I am here in South Africa to attend the Talloires Network Leaders Conference (TNLC), an international network of hundreds of universities on civic engagement, led by Tufts University.  There are many excellent speakers.  


We were most impressed by Professor Catherine Odora Hoppers of University of South Africa. She pointed out that the area of Africa is larger than the USA and China and India and a host of other countries added together.  She made a strong case of the “Global South” as a state of the mind, rather than a geographical or economical concept.  She also observed that the Europeans and Americans are still dominating the Global South, not with military power anymore, but with culture - they are still colonising Africa without physically being there. 


Here I renew acquaintances with many people from Tufts, Talloires, Campus Compact, Minnesota, …  And I get to make new contacts with people from South Africa, Rwanda, Ghana, Ethiopia, Uganda, Pakistan, Malaysia, …  Many people are genuinely surprised and impressed that our university has made such commitment to and progress in service-learning - that we have 3,000 students (soon to be 4,000) taking credit-bearing courses on SL as a requirement. Many developing countries are inviting us to work with them, when they hear about our work in Rwanda and elsewhere.  Many people also asked about the student-led Occupy Movement in Hong Kong. 

All in all, a very successful conference. 



Saturday, December 06, 2014

4 Nobels

I have always thought of South Africa as Nelson Mandela’s country.  I vaguely remembered that he shared his Nobel Peace Prize with de Klerk, and that earlier, Bishop Tutu also won a Nobel.  But when I got to Nobel Square on Cape Town’s waterfront, there were statues of 4 winners of Nobel Peace Prizes.  The one that I totally missed was Lutuli, who was actually that first one who won a Nobel in 1960 also for his work against apartheid.  The 4 Nobel winners testify to the courage and leadership of the South African people.  


It can also be said that it is the deep racial and social problems in the country that made such courage and leadership necessary.  But which country does not have deep-seated problems?  Yet not too many has produced great man such as Nelson Mandala. 
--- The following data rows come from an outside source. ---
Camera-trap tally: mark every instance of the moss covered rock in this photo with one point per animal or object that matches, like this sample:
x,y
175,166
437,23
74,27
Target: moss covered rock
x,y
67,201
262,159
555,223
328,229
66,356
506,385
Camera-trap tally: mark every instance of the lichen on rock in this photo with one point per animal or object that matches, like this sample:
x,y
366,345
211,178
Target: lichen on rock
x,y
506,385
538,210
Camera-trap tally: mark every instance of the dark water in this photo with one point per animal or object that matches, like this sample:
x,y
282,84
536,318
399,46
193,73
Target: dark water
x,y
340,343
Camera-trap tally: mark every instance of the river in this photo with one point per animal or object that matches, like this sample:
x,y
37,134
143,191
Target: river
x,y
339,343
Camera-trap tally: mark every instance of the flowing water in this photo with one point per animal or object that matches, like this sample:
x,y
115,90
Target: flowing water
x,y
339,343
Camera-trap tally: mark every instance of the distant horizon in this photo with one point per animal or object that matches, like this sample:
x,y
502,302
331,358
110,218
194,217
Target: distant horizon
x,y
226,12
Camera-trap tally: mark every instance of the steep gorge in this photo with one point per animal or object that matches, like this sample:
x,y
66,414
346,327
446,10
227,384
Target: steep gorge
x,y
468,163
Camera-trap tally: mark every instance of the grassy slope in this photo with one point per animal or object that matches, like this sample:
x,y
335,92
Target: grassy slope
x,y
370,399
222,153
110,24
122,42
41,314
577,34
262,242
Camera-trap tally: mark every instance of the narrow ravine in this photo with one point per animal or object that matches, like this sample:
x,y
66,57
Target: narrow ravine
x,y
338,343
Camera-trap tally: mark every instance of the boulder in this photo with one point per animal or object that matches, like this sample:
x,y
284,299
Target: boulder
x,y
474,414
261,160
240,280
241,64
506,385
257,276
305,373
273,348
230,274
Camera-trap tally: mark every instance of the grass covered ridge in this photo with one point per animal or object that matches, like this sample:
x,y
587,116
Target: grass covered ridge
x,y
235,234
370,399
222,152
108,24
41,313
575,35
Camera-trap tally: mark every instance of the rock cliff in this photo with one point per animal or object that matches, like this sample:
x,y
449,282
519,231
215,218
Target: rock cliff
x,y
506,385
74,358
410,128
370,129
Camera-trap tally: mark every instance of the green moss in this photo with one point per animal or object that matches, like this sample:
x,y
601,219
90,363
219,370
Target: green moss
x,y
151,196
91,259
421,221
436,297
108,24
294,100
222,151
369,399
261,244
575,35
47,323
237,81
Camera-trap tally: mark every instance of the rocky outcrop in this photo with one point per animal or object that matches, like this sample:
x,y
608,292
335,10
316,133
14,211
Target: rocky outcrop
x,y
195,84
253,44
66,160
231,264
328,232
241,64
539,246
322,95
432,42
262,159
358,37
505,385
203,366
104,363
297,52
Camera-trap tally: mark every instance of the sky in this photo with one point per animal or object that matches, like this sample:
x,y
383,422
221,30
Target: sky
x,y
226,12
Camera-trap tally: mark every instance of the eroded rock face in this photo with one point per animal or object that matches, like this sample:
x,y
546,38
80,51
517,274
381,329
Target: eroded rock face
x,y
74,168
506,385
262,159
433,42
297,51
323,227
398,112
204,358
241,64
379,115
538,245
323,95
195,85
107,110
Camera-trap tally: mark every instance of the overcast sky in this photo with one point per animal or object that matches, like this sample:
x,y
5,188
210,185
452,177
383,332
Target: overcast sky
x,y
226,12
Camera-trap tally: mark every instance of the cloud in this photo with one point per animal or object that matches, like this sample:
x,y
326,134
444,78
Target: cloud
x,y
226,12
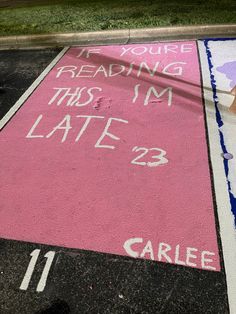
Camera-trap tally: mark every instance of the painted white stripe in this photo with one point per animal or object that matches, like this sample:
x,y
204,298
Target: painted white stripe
x,y
226,218
29,91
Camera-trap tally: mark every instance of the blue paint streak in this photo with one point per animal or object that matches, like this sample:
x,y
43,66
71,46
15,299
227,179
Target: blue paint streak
x,y
220,123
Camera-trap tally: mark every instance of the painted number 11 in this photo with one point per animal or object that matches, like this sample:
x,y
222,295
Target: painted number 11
x,y
30,269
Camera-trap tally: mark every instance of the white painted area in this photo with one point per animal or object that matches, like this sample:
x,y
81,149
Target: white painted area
x,y
161,159
42,282
167,253
29,91
30,269
226,218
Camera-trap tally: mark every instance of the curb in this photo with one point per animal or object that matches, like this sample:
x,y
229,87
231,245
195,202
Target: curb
x,y
126,36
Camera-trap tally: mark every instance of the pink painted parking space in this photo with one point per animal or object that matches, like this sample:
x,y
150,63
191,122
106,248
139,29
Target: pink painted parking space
x,y
109,154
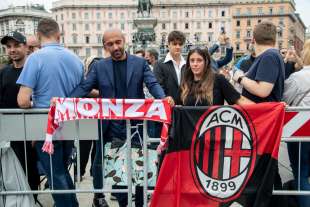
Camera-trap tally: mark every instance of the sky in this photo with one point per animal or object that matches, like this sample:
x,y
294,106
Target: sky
x,y
302,6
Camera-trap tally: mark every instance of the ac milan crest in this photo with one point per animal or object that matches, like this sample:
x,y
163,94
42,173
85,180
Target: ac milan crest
x,y
223,152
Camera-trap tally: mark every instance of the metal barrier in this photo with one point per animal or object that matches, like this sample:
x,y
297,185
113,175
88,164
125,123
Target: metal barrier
x,y
26,125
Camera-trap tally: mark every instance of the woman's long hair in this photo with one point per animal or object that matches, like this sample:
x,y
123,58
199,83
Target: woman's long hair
x,y
204,89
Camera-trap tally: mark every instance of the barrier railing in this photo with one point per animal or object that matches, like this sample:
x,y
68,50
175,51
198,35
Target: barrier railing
x,y
26,125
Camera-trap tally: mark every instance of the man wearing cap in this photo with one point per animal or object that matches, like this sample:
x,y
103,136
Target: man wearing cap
x,y
33,44
17,49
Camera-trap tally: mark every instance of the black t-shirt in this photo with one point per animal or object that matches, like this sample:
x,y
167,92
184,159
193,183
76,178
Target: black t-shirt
x,y
246,64
267,67
222,90
8,87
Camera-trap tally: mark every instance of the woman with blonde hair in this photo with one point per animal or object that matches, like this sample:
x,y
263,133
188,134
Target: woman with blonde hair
x,y
200,86
297,93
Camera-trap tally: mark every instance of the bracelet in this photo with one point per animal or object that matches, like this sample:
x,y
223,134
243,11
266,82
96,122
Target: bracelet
x,y
240,79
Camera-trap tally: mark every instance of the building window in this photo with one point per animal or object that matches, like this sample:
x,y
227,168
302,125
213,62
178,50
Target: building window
x,y
238,11
99,52
175,26
210,25
247,46
74,38
238,23
186,26
281,22
87,52
99,38
238,34
237,46
76,51
86,15
20,26
87,39
270,10
98,26
210,37
280,33
248,33
248,22
198,14
174,14
280,44
198,25
249,11
73,27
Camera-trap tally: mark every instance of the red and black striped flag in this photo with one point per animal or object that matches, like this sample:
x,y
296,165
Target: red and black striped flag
x,y
221,156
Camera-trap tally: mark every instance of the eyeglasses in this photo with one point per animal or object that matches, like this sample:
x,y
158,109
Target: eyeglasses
x,y
200,47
Wednesday, December 03, 2014

Jogging in South Africa - sunset

I went out jogging again, this time rather late in the afternoon.  The sun was setting and I almost lost my way.  But the view was fantastic.  


For a moment, it felt like I owned the world’s best paintings.  The eastern sky was a cottony pink, white and blue.  The western sky, on the on the other hand, seems to be on fire.  


But it was, of course, just an illusion.   In a split second, all were gone and the path was impossible to follow.  Fortunately, I timed it right and I was almost back at the Spier Hotel. 


The fact that there was no one to share the view with made it incomplete.  For a moment, however, it was most enjoyable.  And it is hard not to think it was meant for us to enjoy.  









Tuesday, December 02, 2014

Jogging in South Africa



I am in South Africa to attend the Talloires Nework Conference on Service-Learning. Behind the conference hotel in Stellenbosch, there is a huge stretch of land much of which seems to be just growing wild.  


The weather is perfect: 20 degrees C, dry with a clear, blue sky.  I ran for much of an hour on dirt roads without seeing anyone.  I felt completely alone - just me and the wide open field and the mountains - exhilarating.  


Then I saw pieces of white plastic floating over a field in the distance.  When I got closer, they turned out to be free-range chicken being driven back towards their coop.  They seemed just as happy as I was.